OpenCL: Launching Multiple Processors / GPUs

I want to run parallel tasks on the GPU and CPU using multiple OpenCL devices. Standard examples from the AMD SDK are not well understood on this subject. Can you advise additional lessons or examples on this subject? Any advice will do.

Thanks.

+6
source share
5 answers

In the tutorial and information on using multiple devices, you can refer to section 4.12 of the AMD-APP-SDK Programming Guide

+1
source

Performing parallel tasks on multiple devices requires dynamic planning for good efficiency, because you never know the exact performance of any device - it depends on the current load (not only your program, but also all others), current hours (it can change significantly for most processors and GPUs depending on the current energy-saving profile or load). In addition, actual performance may depend on your input.
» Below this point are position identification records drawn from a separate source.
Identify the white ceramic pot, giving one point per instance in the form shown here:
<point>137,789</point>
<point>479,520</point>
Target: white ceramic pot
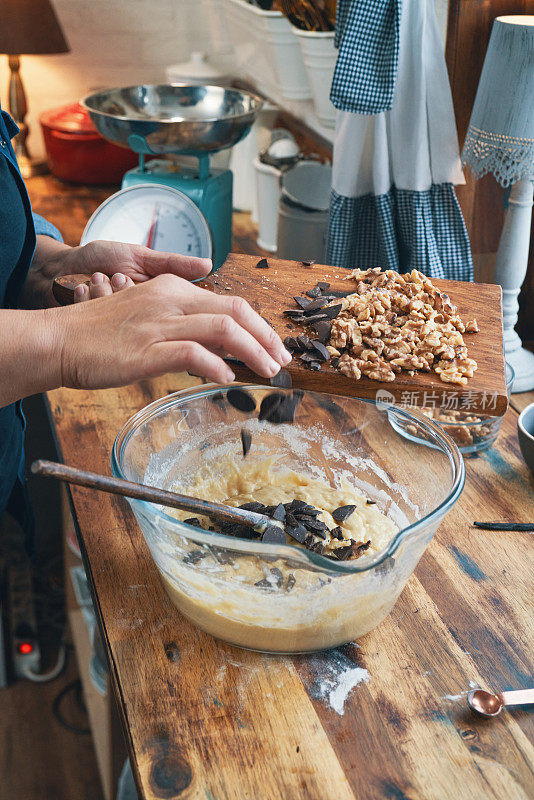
<point>268,197</point>
<point>266,50</point>
<point>319,56</point>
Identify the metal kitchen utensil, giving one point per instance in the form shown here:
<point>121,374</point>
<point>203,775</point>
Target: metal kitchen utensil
<point>104,483</point>
<point>489,705</point>
<point>183,120</point>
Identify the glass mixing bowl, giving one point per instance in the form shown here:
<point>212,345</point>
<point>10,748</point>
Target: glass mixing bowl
<point>305,601</point>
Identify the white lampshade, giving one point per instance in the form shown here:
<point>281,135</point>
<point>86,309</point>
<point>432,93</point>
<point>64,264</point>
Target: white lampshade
<point>500,138</point>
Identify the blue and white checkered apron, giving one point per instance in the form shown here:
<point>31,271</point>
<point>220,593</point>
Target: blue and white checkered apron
<point>396,154</point>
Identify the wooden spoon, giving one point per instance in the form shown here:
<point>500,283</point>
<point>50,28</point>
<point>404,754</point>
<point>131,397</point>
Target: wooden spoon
<point>139,491</point>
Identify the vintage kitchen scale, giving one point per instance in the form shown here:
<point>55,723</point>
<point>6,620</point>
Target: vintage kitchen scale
<point>163,204</point>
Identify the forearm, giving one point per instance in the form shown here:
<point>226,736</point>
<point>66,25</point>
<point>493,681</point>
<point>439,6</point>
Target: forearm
<point>46,265</point>
<point>30,354</point>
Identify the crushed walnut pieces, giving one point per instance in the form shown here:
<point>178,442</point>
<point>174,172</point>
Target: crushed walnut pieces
<point>390,323</point>
<point>395,322</point>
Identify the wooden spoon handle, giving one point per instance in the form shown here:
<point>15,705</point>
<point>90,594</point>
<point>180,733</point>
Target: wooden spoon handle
<point>139,491</point>
<point>63,288</point>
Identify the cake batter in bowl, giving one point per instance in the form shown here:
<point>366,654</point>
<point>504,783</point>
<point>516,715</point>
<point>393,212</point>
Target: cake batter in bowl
<point>337,452</point>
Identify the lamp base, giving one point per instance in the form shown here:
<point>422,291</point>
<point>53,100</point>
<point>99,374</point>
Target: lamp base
<point>522,362</point>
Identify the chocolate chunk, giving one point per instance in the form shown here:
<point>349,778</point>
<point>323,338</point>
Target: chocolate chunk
<point>358,548</point>
<point>315,305</point>
<point>316,317</point>
<point>264,584</point>
<point>255,506</point>
<point>291,343</point>
<point>343,512</point>
<point>246,441</point>
<point>332,311</point>
<point>321,349</point>
<point>323,329</point>
<point>222,556</point>
<point>194,556</point>
<point>297,505</point>
<point>300,534</point>
<point>282,380</point>
<point>274,535</point>
<point>241,400</point>
<point>315,525</point>
<point>278,408</point>
<point>269,403</point>
<point>290,582</point>
<point>342,553</point>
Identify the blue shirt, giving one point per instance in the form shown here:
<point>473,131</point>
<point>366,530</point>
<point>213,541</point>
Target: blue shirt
<point>18,229</point>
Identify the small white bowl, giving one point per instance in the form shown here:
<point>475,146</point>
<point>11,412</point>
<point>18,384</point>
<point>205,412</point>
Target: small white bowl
<point>525,433</point>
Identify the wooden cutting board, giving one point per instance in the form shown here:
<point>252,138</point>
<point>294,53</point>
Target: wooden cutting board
<point>271,291</point>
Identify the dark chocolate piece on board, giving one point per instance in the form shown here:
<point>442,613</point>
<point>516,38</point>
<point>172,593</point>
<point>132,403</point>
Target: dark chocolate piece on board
<point>241,400</point>
<point>300,534</point>
<point>343,512</point>
<point>254,505</point>
<point>246,441</point>
<point>194,556</point>
<point>274,535</point>
<point>332,311</point>
<point>342,553</point>
<point>282,380</point>
<point>315,305</point>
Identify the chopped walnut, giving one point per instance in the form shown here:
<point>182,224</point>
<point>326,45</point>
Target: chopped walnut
<point>396,322</point>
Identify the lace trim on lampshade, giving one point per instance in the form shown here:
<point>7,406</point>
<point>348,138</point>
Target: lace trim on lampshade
<point>508,158</point>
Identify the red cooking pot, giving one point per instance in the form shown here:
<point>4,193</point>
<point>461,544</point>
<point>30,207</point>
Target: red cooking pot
<point>75,150</point>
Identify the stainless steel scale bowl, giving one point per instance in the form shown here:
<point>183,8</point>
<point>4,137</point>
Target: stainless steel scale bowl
<point>190,209</point>
<point>173,118</point>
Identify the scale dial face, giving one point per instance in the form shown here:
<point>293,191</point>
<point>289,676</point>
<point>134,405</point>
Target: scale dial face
<point>158,217</point>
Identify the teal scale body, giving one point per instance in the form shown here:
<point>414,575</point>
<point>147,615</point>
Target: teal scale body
<point>209,189</point>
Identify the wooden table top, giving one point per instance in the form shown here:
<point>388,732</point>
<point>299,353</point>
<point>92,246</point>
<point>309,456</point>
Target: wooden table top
<point>207,720</point>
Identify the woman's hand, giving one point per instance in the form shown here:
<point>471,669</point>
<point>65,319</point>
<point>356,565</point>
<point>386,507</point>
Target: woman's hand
<point>163,325</point>
<point>129,263</point>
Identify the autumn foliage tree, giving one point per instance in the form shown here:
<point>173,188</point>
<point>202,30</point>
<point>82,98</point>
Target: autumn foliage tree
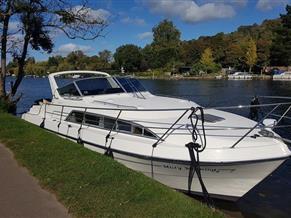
<point>251,54</point>
<point>281,46</point>
<point>37,21</point>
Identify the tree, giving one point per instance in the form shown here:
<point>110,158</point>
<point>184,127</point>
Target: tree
<point>38,19</point>
<point>166,43</point>
<point>251,54</point>
<point>281,45</point>
<point>207,62</point>
<point>128,56</point>
<point>207,57</point>
<point>105,56</point>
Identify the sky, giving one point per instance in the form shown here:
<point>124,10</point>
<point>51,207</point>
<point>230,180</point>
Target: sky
<point>131,21</point>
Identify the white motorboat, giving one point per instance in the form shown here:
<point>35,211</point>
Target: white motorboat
<point>148,133</point>
<point>240,76</point>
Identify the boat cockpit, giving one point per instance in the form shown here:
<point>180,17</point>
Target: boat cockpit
<point>101,85</point>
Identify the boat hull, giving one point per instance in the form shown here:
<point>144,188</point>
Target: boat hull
<point>228,181</point>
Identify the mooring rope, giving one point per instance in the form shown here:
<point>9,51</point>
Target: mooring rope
<point>195,147</point>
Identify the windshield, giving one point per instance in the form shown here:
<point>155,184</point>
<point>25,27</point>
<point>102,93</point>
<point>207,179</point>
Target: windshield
<point>97,86</point>
<point>130,84</point>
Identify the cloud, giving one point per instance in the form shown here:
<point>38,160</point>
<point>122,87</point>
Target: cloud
<point>238,3</point>
<point>92,14</point>
<point>69,47</point>
<point>145,35</point>
<point>266,5</point>
<point>14,26</point>
<point>135,21</point>
<point>189,11</point>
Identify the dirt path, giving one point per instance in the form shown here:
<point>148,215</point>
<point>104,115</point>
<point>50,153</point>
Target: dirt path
<point>20,194</point>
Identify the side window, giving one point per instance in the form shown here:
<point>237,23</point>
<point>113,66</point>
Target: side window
<point>137,130</point>
<point>108,123</point>
<point>124,126</point>
<point>68,90</point>
<point>92,120</point>
<point>75,117</point>
<point>148,134</point>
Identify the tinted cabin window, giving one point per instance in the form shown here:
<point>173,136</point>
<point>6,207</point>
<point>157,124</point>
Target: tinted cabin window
<point>130,84</point>
<point>92,120</point>
<point>75,117</point>
<point>98,86</point>
<point>137,130</point>
<point>108,123</point>
<point>123,126</point>
<point>148,133</point>
<point>69,90</point>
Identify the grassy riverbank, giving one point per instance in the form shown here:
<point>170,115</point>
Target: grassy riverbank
<point>90,184</point>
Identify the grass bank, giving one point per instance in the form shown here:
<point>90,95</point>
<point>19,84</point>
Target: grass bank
<point>90,184</point>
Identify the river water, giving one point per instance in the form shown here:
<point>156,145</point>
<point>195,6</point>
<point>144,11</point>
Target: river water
<point>272,197</point>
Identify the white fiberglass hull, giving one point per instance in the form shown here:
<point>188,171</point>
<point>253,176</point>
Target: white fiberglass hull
<point>226,181</point>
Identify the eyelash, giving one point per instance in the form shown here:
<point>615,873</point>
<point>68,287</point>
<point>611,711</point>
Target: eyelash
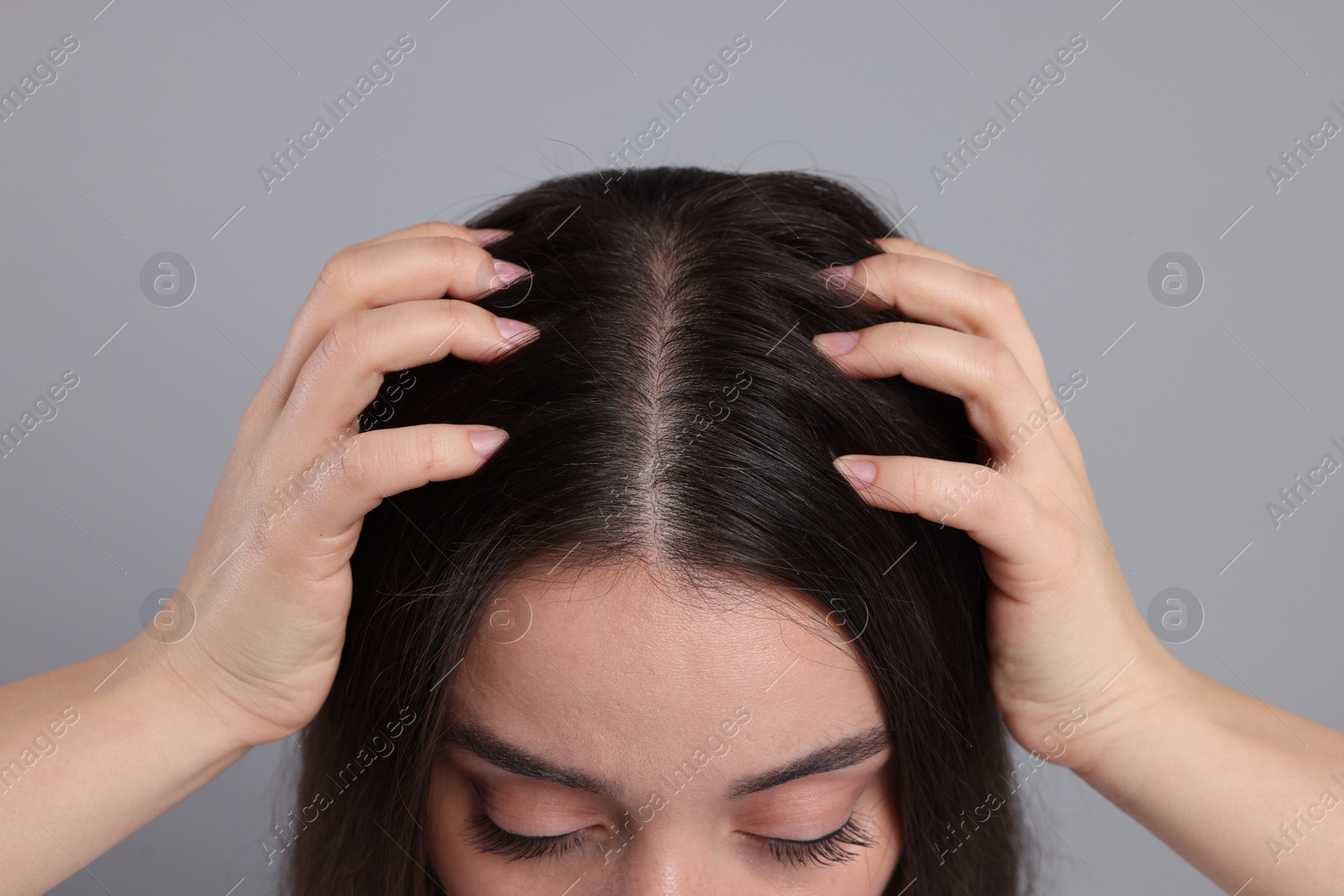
<point>823,851</point>
<point>490,837</point>
<point>830,849</point>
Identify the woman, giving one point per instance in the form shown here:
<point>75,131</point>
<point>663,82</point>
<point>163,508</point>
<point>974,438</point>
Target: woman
<point>788,531</point>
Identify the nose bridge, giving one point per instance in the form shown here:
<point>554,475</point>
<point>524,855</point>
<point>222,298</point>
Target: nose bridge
<point>669,860</point>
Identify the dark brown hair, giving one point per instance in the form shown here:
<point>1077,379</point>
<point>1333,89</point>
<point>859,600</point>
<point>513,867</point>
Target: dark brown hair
<point>662,295</point>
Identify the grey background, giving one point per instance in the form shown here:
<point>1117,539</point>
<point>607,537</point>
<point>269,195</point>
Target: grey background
<point>1156,141</point>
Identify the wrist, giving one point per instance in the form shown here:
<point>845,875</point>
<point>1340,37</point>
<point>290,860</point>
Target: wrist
<point>170,676</point>
<point>1149,701</point>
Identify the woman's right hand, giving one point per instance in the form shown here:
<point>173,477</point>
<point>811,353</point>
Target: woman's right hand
<point>269,579</point>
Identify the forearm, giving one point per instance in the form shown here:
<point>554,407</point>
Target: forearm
<point>93,752</point>
<point>1250,794</point>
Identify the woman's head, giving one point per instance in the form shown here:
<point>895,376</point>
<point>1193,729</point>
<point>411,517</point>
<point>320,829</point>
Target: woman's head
<point>658,634</point>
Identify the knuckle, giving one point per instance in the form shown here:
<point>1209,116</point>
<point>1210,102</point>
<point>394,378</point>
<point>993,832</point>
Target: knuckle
<point>425,450</point>
<point>999,296</point>
<point>342,344</point>
<point>354,464</point>
<point>999,365</point>
<point>335,275</point>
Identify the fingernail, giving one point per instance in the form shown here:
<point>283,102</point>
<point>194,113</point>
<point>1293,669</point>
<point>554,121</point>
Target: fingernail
<point>859,472</point>
<point>487,235</point>
<point>506,273</point>
<point>486,441</point>
<point>837,344</point>
<point>839,275</point>
<point>514,331</point>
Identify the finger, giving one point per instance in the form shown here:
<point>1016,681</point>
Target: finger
<point>1000,402</point>
<point>974,497</point>
<point>481,237</point>
<point>936,291</point>
<point>344,374</point>
<point>383,275</point>
<point>911,248</point>
<point>370,466</point>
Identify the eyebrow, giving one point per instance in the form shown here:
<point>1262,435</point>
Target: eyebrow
<point>501,754</point>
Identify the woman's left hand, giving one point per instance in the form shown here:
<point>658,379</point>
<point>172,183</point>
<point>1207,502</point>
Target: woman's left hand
<point>1065,634</point>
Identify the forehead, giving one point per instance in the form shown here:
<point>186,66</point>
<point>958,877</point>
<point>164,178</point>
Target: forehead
<point>625,668</point>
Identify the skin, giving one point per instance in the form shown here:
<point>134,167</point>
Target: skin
<point>1214,773</point>
<point>627,678</point>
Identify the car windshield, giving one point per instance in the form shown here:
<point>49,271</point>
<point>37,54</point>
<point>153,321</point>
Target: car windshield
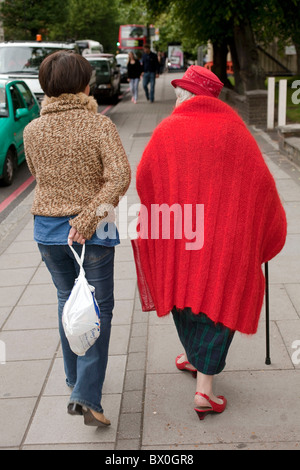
<point>101,66</point>
<point>19,59</point>
<point>3,103</point>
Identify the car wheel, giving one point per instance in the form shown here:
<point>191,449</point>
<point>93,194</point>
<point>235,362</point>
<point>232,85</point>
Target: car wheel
<point>9,168</point>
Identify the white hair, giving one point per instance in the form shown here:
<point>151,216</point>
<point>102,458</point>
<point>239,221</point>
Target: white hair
<point>183,95</point>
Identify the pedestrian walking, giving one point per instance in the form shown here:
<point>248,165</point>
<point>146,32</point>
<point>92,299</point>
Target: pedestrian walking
<point>134,74</point>
<point>79,163</point>
<point>150,72</point>
<point>220,218</point>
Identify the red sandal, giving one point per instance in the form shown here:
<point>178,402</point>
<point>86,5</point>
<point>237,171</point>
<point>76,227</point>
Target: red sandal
<point>214,407</point>
<point>183,366</point>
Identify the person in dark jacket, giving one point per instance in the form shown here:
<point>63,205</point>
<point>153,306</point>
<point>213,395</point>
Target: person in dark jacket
<point>134,69</point>
<point>150,71</point>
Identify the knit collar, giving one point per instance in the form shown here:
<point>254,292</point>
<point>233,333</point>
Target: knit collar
<point>67,102</point>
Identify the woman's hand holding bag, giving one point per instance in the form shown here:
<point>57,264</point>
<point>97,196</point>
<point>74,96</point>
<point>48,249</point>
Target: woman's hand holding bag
<point>81,314</point>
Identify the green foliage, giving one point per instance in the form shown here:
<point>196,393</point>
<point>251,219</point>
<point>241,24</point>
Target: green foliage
<point>23,19</point>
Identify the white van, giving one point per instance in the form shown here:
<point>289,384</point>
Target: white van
<point>88,46</point>
<point>21,60</point>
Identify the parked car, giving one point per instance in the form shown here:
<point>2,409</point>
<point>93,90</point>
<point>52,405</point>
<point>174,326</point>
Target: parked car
<point>21,60</point>
<point>122,60</point>
<point>108,76</point>
<point>18,106</point>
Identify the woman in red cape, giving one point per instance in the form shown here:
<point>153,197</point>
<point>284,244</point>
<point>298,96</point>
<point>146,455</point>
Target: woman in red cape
<point>210,217</point>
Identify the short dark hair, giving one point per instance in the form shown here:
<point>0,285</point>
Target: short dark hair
<point>64,72</point>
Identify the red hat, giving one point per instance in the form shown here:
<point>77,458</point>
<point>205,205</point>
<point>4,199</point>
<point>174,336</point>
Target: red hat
<point>199,81</point>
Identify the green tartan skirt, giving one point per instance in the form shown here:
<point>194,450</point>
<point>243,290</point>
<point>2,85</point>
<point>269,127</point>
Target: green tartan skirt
<point>206,344</point>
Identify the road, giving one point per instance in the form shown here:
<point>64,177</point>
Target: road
<point>11,196</point>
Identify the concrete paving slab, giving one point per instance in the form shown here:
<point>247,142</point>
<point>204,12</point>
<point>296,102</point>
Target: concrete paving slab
<point>16,277</point>
<point>14,381</point>
<point>71,430</point>
<point>40,294</point>
<point>26,345</point>
<point>256,401</point>
<point>11,434</point>
<point>32,317</point>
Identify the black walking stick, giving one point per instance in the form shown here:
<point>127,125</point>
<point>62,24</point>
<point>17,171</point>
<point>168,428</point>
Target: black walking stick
<point>268,359</point>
Of course, you can write all the necessary code yourself, like all other answers, but, in my opinion, this is a waste of time, and it is much better to use the existing solution. I recommend using StarPU. I used StarPU in my OpenCL project and it worked very well. StarPU comes with examples of how to write code that can efficiently use multiple GPUs and processors.

StarPU :

Traditional processors have reached the architectural limits that they intend to address heterogeneous multi-core designs and hardware specialization (for example, coprocessors, accelerators ...). However, the use of such machines presents many complex problems at all levels, from programming models and compilers to developing scalable hardware solutions. Designing efficient runtime systems for these architectures is an important issue. StarPU typically makes it much easier to use high-performance libraries or compiler environments to use heterogeneous multi-core machines, possibly equipped with GPGPUs or Cell processors: instead of handling low-level problems, programmers can focus on algorithmic problems.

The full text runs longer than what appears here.